Don't let that offend you, fans para Seksu; Twin Tigers just take a little more time in getting to the point. But it always goes down smooth.
A new EP by the quartet is out now digitally and on 7-inch under Old Flame Records.
Side A, "Sexless Love," hits heavy right off the bat and slides into a lofty chant.
Glamorous but unadorned, ferocious, devastating and ultimately forgiving, the sky-high climax touches the cohesion of TV on the Radio but still holds its own.
Side B, "Envy," really stands out, building into a jamming bridge slowly, carefully, but without losing the directive of the groove. While it sounds as fresh as anything right now, the coolest thing about this song is the "How it Feels to be Something On" Sun Day Real Estate vibe.
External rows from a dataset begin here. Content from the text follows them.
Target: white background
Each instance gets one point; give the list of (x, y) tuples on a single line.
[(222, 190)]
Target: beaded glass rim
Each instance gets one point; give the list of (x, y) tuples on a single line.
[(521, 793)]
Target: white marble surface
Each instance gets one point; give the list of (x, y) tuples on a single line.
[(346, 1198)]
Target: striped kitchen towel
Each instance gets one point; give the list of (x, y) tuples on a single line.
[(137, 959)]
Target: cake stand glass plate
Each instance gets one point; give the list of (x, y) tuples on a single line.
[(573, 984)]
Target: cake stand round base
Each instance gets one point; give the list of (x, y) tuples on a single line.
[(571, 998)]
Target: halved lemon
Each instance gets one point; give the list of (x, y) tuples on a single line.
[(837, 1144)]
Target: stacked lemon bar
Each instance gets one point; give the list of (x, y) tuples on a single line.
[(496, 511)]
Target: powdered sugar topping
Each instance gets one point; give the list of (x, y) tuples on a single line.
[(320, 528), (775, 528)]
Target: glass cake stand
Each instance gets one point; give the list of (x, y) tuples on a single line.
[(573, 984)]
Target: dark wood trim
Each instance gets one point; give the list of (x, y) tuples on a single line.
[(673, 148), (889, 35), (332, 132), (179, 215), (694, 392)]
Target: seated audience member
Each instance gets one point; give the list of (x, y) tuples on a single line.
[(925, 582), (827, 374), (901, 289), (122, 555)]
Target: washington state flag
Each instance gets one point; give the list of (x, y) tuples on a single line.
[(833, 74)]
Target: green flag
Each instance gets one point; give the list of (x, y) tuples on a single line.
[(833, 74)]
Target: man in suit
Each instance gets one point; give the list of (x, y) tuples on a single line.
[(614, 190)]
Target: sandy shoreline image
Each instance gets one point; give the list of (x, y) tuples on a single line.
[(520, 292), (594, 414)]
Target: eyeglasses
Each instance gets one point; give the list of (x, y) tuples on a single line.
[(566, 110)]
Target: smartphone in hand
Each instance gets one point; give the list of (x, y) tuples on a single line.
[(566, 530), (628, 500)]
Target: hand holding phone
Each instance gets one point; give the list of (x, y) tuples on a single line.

"Man we gotta put this out!" Matthew Rain, Twin Tigers frontman, said of the band's shared sentiment in creating the release. "I don't want to say scrapped together. It makes me happy because we just started this new collective with this record label. All the attention is kind of unnerving. I've been playing music since I was a little kid. You never know what people are going to familiarize with in our tunes, but it's always great."
The driving vocals of "Envy" really make the track exceptional. "I know you're out there/I feel your eyes on me/I know the reason for your demons."
"It's a song with a story just like any other - lost love. Nothing entirely new," Rain said. "Envy" closes with a noisy, unconstrained guitar flail, giving credit where credit is due to masters of noise (Sonic Youth, Boris, etc.).
With Deerhunter and of Montreal as precedents for stage antics (among a cast of many legendary Athens acts), Rain says the live show is energetic and thoughtful.
"You can't think about that stuff," Rain, who lived in Orofino at one time, said. "I don't think you even have to be a music critic to understand that sometimes you can get over the top when dialing it in."
Practicing in a rented basement on the eastside of Athens, Twin Tigers draws as much from the Beatles and Velvet Underground as the aforementioned artists. "My favorite record last year was that Beach House album ["Devotion"]," Rain said.